This year’s incoming class is the largest since 2013

By Connor Renshaw

A new academic year means a new class of first-year Ripon College students. This August, the college is welcoming 238 new students into its student body, making the class of 2021 the largest group of incoming first-years since 2013.

With 238 students the class of 2021 is a break from a trend of smaller incoming classes of about 200 students which started in 2011. According to data from the Office of the Registrar, from 1999 to 2010 the yearly fall incoming class size remained relatively stable with the average size of all the fall incoming classes during that period being 257 students. From 2011 to 2016 the average incoming class became smaller with an average size of 218.5 students. The current incoming class is one of the largest in the past six years. It is rivaled only by the fall 2013 incoming class, which had the same amount of students.

The trend of smaller incoming class sizes is part of a recent drop in Ripon College’s overall student population. Between 2011 and 2017, the overall size of the student body went from about 1,000 students, a size where it had previously remained for a number of years, to 718 students during the spring 2017 semester. While student census information for the current semester will not become available until after Sept. 1, this semester’s incoming class outnumbers the 181 students who graduated last semester.

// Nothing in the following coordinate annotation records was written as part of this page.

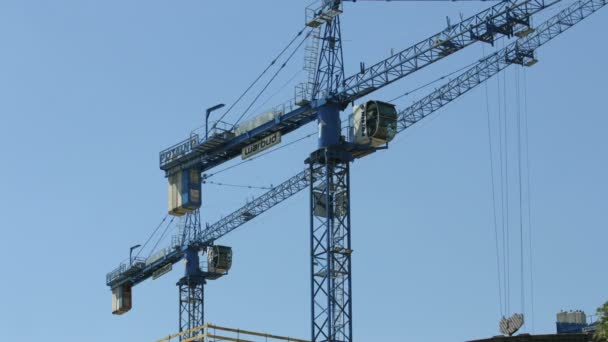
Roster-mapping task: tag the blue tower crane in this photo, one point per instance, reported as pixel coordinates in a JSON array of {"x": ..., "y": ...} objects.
[{"x": 327, "y": 175}]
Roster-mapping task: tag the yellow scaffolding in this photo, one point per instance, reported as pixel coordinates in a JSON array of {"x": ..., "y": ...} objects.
[{"x": 214, "y": 333}]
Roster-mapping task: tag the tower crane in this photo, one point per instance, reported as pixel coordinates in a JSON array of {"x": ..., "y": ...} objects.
[{"x": 327, "y": 176}]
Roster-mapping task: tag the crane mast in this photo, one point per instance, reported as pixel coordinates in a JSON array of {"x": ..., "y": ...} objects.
[{"x": 327, "y": 175}]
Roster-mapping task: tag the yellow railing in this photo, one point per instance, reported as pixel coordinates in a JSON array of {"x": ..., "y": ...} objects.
[{"x": 214, "y": 333}]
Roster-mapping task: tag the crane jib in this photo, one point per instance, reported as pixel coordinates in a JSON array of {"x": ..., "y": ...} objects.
[{"x": 261, "y": 145}]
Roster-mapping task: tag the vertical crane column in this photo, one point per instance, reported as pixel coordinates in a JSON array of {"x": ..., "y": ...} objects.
[
  {"x": 191, "y": 286},
  {"x": 331, "y": 304}
]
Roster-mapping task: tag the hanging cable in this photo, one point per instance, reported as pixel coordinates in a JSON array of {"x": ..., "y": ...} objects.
[
  {"x": 261, "y": 75},
  {"x": 272, "y": 78},
  {"x": 502, "y": 312},
  {"x": 506, "y": 180},
  {"x": 151, "y": 236},
  {"x": 162, "y": 236},
  {"x": 260, "y": 155},
  {"x": 432, "y": 82},
  {"x": 519, "y": 179},
  {"x": 502, "y": 191},
  {"x": 528, "y": 199},
  {"x": 239, "y": 185},
  {"x": 260, "y": 107}
]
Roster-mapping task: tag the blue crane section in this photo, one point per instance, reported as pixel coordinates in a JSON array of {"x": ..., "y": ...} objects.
[{"x": 223, "y": 143}]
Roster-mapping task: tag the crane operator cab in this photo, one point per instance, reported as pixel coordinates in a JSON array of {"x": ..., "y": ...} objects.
[
  {"x": 375, "y": 123},
  {"x": 184, "y": 192},
  {"x": 219, "y": 260}
]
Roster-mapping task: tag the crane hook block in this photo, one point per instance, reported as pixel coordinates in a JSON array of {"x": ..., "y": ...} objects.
[
  {"x": 184, "y": 192},
  {"x": 375, "y": 123}
]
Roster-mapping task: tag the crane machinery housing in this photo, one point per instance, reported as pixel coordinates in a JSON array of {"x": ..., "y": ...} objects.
[{"x": 327, "y": 175}]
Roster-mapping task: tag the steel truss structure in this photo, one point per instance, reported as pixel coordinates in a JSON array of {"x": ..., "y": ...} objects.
[{"x": 327, "y": 175}]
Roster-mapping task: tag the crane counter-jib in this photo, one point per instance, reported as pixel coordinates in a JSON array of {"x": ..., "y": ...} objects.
[{"x": 504, "y": 18}]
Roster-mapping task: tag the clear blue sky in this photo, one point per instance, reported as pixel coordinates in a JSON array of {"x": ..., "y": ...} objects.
[{"x": 91, "y": 91}]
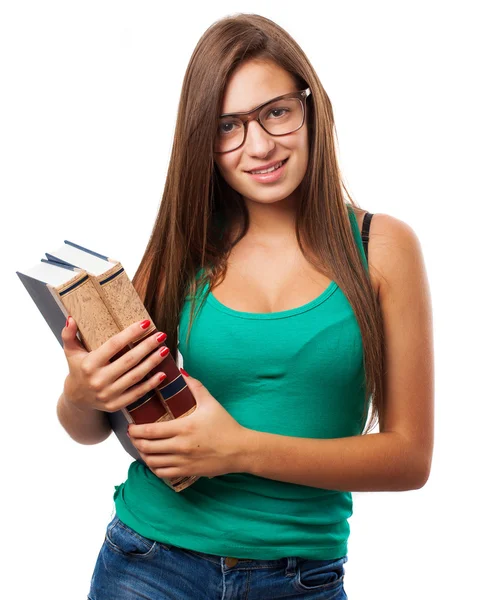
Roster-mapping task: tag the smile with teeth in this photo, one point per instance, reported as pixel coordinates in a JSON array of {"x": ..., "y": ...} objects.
[{"x": 277, "y": 166}]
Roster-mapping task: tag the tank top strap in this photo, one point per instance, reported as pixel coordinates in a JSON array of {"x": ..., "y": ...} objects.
[
  {"x": 365, "y": 232},
  {"x": 362, "y": 238}
]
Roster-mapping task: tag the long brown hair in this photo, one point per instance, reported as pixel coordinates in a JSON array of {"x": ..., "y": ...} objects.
[{"x": 190, "y": 232}]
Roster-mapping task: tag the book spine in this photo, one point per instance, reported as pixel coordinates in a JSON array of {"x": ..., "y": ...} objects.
[
  {"x": 81, "y": 299},
  {"x": 126, "y": 307}
]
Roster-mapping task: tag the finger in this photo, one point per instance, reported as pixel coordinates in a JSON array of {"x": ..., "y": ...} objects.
[
  {"x": 119, "y": 343},
  {"x": 135, "y": 364},
  {"x": 71, "y": 343},
  {"x": 159, "y": 447},
  {"x": 151, "y": 431}
]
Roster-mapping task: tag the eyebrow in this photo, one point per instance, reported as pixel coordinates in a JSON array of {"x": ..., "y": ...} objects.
[{"x": 244, "y": 112}]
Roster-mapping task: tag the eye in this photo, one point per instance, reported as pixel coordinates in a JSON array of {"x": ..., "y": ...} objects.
[
  {"x": 279, "y": 110},
  {"x": 226, "y": 128}
]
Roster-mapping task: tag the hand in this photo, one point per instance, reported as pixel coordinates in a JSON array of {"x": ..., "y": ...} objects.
[
  {"x": 93, "y": 382},
  {"x": 208, "y": 442}
]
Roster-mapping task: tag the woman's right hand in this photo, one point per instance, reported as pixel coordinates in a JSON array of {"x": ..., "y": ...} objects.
[{"x": 95, "y": 383}]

In addition to the 238 new first-years, Ripon College also is welcoming nine transfer students. This brings the total number of new students to 247. Out of this group, 63 percent of the students are female while 37 percent are male. The majority of new students come from within Wisconsin with 30 percent being out-of-state students. Nine of the new first-years are from outside the United States.

Sharon Jackson, director of student activities and orientation, said that she has been preparing this semester’s orientation committee to handle a larger class. She explained that during training she was “intentional about encouraging lots of facetime with new students because I don’t want them to feel like they’re getting lost in the shuffle because they’re in a bigger class.”

Jackson also anticipates that a larger incoming class might affect on-campus activities. “For student organizations it could mean the difference between ordering eight pizzas when you originally budgeted for five last year, between meeting in Joyce Lounge or MLK Lounge, or between holding multiple positions or having folks you can delegate tasks to,” she said. Jackson also said that the size of this year’s incoming class may affect how she determines what activities students will enjoy because “a larger class means more voices to consider.”